Let's go through the steps for the Trid function:

1. There are no nonlinear constraints our solution needs to satisfy
2. There is no least-squares structure we can exploit 
3. The function is differentiable and we have a closed form gradient that we would like 
to use. 

We therefore end up with the candidate algorithms `scipy_lbfgsb`, `nlopt_lbfgsb`, and 
`fides`.


## Step 2: Experiments

Below, we simply run optimizations with all algorithms in a loop and store the result 
in a dictionary. We limit the number of function evaluations to 8. Since some algorithms 
only support a maximum number of iterations as stopping criterion we also limit the 
number of iterations to 8.

In [None]:
results = {}
for algo in ["scipy_lbfgsb", "nlopt_lbfgsb", "fides"]:
    results[algo] = om.minimize(
        fun=trid_scalar,
        jac=trid_gradient,
        params=np.arange(20),
        algorithm=algo,
        algo_options={"stopping_maxfun": 8, "stopping_maxiter": 8},
    )

## Step 3: Comparison

Next we plot the optimizer histories to find out which optimizer worked best:

In [None]:
fig = om.criterion_plot(results, max_evaluations=8)
fig.show(renderer="png")

All optimizers work pretty well here and since this is a very simple problem, any of them 
would probably find the optimum in a reasonable time.

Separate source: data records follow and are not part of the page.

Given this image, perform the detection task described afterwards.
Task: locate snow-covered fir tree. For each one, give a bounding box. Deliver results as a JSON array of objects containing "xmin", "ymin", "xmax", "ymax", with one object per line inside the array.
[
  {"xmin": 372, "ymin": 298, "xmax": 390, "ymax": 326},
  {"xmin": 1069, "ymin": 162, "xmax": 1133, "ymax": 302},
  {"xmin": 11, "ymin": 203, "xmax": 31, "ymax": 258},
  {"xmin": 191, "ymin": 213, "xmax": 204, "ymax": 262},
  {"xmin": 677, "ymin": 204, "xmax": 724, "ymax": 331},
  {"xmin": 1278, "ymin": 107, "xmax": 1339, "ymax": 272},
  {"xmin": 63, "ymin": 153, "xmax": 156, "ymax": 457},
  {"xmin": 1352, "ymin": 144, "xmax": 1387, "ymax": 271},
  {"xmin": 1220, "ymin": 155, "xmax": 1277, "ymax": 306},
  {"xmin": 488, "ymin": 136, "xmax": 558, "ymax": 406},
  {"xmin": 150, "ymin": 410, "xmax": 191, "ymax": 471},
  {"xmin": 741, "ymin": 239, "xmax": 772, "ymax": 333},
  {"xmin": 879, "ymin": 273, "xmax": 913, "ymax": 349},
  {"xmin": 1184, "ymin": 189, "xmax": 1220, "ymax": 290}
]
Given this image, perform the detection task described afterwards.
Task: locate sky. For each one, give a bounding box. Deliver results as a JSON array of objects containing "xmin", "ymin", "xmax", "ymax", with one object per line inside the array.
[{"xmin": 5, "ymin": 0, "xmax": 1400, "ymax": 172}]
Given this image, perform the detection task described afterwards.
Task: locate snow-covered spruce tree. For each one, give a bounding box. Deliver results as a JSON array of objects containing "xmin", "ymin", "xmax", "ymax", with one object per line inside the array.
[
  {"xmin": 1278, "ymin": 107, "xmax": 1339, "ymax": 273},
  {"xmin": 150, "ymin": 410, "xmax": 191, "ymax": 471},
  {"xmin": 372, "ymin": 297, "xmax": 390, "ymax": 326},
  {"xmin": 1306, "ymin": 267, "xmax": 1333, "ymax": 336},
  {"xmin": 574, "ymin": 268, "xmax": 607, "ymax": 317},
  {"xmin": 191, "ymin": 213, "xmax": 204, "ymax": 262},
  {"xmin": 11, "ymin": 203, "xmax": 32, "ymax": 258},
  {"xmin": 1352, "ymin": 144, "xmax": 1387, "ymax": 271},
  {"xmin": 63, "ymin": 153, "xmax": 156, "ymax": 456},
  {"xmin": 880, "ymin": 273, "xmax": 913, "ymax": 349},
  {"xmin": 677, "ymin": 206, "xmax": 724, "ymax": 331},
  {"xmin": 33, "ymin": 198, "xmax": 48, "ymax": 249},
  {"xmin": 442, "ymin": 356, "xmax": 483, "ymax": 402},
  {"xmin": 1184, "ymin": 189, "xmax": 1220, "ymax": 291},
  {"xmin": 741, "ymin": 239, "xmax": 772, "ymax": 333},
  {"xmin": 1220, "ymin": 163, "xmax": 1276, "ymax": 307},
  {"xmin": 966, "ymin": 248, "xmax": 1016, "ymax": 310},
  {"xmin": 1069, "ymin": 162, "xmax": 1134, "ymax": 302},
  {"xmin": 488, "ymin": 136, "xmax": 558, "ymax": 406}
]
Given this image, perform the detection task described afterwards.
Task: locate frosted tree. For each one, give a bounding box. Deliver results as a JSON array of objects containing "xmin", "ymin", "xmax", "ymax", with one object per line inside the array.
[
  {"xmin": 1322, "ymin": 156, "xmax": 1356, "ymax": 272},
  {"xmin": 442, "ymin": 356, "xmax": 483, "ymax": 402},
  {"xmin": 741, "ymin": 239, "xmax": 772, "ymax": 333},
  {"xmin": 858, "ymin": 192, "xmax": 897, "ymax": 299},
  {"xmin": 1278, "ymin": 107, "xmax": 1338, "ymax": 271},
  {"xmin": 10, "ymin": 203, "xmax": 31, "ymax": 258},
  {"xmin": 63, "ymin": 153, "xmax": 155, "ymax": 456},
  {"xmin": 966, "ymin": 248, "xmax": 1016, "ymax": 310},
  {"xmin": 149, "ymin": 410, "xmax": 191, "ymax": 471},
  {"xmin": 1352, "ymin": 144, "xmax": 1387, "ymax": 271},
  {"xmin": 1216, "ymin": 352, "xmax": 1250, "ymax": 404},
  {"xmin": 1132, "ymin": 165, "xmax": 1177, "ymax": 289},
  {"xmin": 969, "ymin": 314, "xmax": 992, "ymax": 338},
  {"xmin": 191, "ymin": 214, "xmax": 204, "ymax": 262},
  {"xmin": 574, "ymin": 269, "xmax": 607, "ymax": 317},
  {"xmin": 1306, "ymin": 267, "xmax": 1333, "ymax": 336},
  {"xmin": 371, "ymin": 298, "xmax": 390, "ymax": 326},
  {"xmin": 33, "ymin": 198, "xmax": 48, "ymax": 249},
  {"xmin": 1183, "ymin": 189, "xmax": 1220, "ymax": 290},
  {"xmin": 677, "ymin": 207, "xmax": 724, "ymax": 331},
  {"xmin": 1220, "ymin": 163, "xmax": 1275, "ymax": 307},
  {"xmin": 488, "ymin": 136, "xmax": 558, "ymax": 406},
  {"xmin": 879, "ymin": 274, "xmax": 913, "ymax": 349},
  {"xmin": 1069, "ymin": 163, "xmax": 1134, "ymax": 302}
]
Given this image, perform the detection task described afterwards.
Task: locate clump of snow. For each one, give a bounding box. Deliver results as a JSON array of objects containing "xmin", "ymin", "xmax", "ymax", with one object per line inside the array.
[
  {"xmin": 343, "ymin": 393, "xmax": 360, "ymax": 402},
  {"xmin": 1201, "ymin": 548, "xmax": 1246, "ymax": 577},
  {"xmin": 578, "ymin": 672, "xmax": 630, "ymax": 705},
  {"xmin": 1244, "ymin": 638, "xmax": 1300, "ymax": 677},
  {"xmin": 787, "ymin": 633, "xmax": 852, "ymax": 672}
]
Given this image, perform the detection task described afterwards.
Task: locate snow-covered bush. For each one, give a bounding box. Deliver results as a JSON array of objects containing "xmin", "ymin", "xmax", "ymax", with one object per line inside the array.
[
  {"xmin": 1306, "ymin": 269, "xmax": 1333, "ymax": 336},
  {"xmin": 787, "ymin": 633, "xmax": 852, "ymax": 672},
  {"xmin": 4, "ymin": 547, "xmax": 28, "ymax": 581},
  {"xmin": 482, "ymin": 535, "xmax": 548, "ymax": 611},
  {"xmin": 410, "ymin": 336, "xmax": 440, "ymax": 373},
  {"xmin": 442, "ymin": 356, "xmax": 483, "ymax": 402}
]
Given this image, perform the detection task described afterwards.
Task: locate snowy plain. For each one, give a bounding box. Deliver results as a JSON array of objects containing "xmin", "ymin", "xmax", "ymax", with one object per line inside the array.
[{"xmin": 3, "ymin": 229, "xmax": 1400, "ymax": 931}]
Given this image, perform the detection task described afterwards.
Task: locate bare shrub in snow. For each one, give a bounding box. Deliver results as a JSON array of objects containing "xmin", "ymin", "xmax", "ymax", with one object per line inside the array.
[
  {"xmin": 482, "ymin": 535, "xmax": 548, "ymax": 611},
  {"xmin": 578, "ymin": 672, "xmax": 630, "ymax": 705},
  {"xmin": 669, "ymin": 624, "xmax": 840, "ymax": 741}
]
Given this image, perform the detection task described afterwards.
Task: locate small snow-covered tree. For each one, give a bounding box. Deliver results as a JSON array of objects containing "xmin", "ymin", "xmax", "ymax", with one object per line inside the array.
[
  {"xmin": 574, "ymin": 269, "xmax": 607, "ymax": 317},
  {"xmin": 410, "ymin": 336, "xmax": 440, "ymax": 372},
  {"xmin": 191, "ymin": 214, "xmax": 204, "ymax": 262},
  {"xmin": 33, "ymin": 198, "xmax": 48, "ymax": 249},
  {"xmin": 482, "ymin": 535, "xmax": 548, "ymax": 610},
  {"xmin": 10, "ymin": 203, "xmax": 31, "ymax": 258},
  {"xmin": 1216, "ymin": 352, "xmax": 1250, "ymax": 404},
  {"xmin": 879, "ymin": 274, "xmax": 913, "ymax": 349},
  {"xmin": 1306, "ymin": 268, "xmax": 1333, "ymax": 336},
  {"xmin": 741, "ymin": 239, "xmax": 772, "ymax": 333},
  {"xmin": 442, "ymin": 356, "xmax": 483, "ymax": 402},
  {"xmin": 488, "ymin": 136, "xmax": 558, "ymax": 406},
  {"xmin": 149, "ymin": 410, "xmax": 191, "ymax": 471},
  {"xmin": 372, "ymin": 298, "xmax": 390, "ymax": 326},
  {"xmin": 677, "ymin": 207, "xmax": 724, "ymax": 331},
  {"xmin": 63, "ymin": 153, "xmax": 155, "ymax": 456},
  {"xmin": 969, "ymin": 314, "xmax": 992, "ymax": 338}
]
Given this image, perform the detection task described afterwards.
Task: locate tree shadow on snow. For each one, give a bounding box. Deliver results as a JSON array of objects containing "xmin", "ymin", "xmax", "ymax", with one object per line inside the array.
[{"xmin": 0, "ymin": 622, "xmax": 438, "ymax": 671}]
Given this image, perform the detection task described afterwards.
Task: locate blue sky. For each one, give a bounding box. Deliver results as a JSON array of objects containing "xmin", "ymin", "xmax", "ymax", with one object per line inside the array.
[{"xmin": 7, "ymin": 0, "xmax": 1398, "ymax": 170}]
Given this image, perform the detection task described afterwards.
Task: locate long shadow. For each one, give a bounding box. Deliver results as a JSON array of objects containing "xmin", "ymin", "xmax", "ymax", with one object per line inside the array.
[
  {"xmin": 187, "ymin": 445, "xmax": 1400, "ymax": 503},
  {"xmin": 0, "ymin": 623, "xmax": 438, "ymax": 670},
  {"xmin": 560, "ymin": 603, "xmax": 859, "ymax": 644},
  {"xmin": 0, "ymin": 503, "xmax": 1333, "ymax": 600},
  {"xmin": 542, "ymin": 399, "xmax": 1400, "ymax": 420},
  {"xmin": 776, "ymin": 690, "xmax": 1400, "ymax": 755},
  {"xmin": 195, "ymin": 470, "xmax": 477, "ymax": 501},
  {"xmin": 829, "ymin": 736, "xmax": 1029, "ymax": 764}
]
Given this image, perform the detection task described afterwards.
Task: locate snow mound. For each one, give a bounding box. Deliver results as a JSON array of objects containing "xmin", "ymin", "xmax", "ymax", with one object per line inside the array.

However, `nlopt_lbfgsb` is a bit 
better than the others, so we will select it for the next step. 

## Step 4: Optimization 

All that is left to do is to run the optimization until convergence with the best 
optimizer. To avoid duplicated calculations, we can already start from the previously 
best parameter vector:

In [None]:
best_x = results["nlopt_lbfgsb"].params
results["nlopt_lbfgsb_complete"] = om.minimize(
    fun=trid_scalar,
    jac=trid_gradient,
    params=best_x,
    algorithm="nlopt_lbfgsb",
)

Looking at the result in a criterion plot we can see that the optimizer converges after 
a bit more than 30 function evaluations. 

In [None]:
fig = om.criterion_plot(results)
fig.show(renderer="png")

(four-steps-variations)=

## Variations

The four steps described above work very well in most situations. However, sometimes 
it makes sense to deviate: 

- If you are unsure about some of the questions in step 1, select more algorithms for 
the experimentation phase and run more than 1 algorithm until convergence. 
- If it is very important to find a precise optimum, run more than 1 algorithm until 
convergence. 
- If you have a very fast objective function, simply run all candidate algorithms until 
convergence.